Евдокия от предложения не отказалась.

Две лампы — лучше, чем одна.

Она открыла дверь сама и тут же отшатнулась от густого лилейного запаха. Ощутила его и матушка Анатолия.

— Что здесь… — она решительно шагнула к двери, оттеснив Евдокию. — Иржена милосердная…

Нет, обе покойницы были на месте, что, конечно, несказанно матушку Анатолию обрадовало, поскольку о смертях этих она уже и докладную записку составила, и распоряжения соответствующие, и оплатила доставку в Лядовицы… но вот вид, в котором пребывали сестры, донельзя ее поразил.

— Теперь вы мне верите? — тихо спросила Евдокия.

Женщины были мертвы.

И лежали на узких лавках, вытянув ноги, сложив руки на животе. Облик весьма благочинный, но вот… матушка Анатолия распрекрасно помнила, что сестер поместили в ледник нагими. Она присутствовала и при омовении, самолично читала молитвы, прося Иржену даровать мученицам легкое посмертие. Она и провожала их вниз, и укрывала саванами, здраво рассудив, что уже в Лядовицах покойниц переоденут сообразно обычаю.

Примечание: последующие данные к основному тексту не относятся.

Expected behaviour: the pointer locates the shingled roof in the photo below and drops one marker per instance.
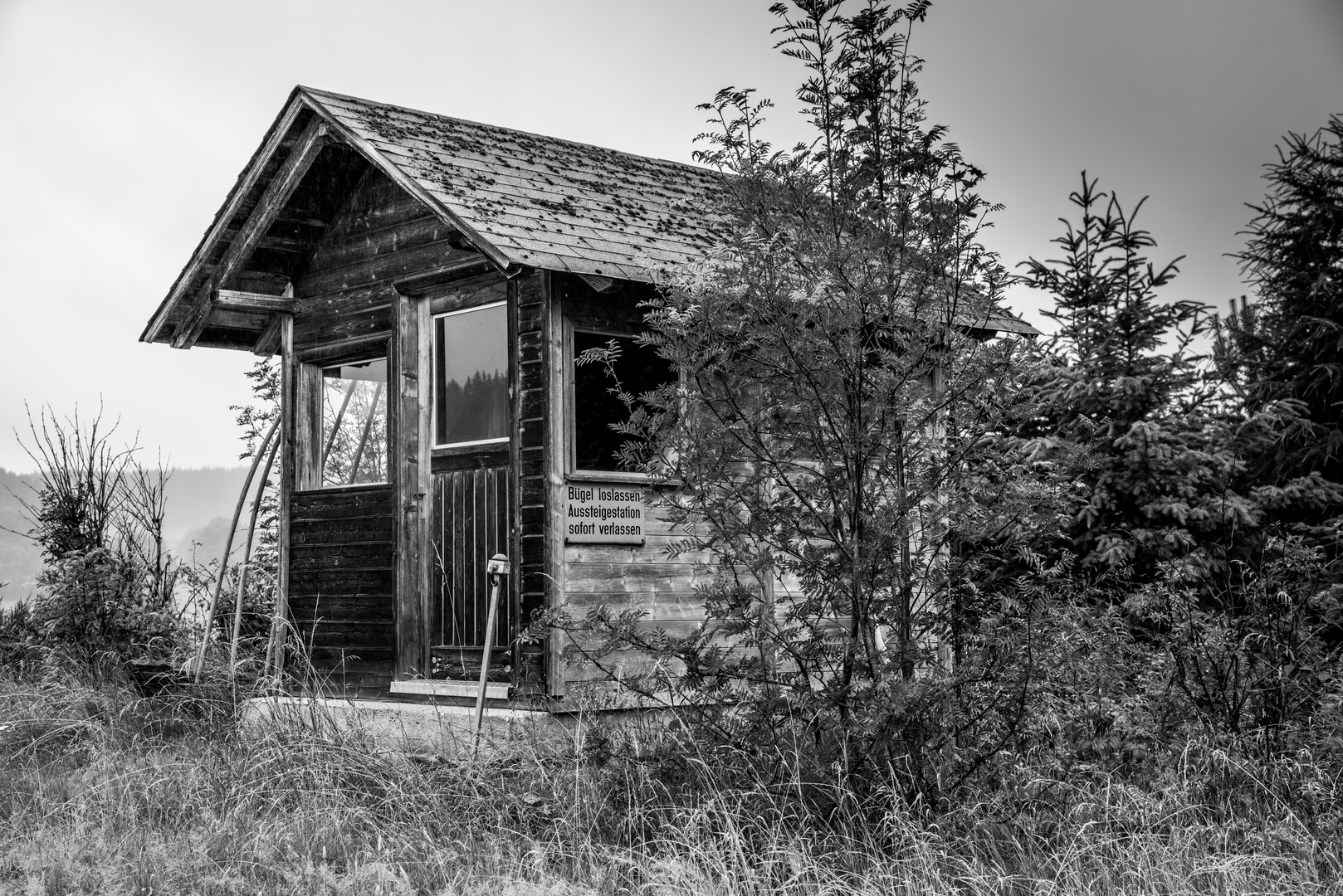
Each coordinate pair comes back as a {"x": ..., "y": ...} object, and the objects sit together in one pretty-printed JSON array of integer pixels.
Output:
[
  {"x": 539, "y": 201},
  {"x": 520, "y": 199}
]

Ныне же обе были облачены в обычные свои одежды.

И обуты.

И выглядели вовсе спящими. Даже характерные лиловые пятна на лицах исчезли. Того и гляди, дрогнут ресницы, и сестра Ольва рассмеется, скажет:

— Неужто вы, матушка, поверили, что мы и вправду померли? Ерунда какая… это шутка была!

Она любила шутить, и смеялась легко, порой не к месту, раздражая иных непоседливостью своей, легкостью нрава, вовсе неподходящей для скромной монахини… а сестра Салофия была серьезною, неторопливой. Уж она-то не стала бы шутить.

И матушка Анатолия затворила дверь.

Накинула засов, а после и тоненькую петлю, из волос сплетенную.

— Что ж… дочь моя, — она глянула на купчиху ласково, и от этого взгляда Евдокия попятилась. — Теперь вы своими глазами убедились, что…

— Бросьте, — Евдокия позволила себе перебить матушку Анатолию. — Не говорите, что они мертвы. Не живы, это точно, но… нежить — дело полиции.

— Ордена.

— Полиции.

Матушка покачала головой:

— Орден разберется… орден знает, что делать.

И пусть бы новость сия не относилась к тем, которые называют благими, однако же при всем своем прогрессивном мышлении, матушка Анатолия была далека от мысли, что подобные новости следует выносить за пределы ордена. Ныне она кляла себя за слабость, податливость… самой следовало бы спуститься в ледник, убедиться воочию, что сестры… а теперь-то как быть?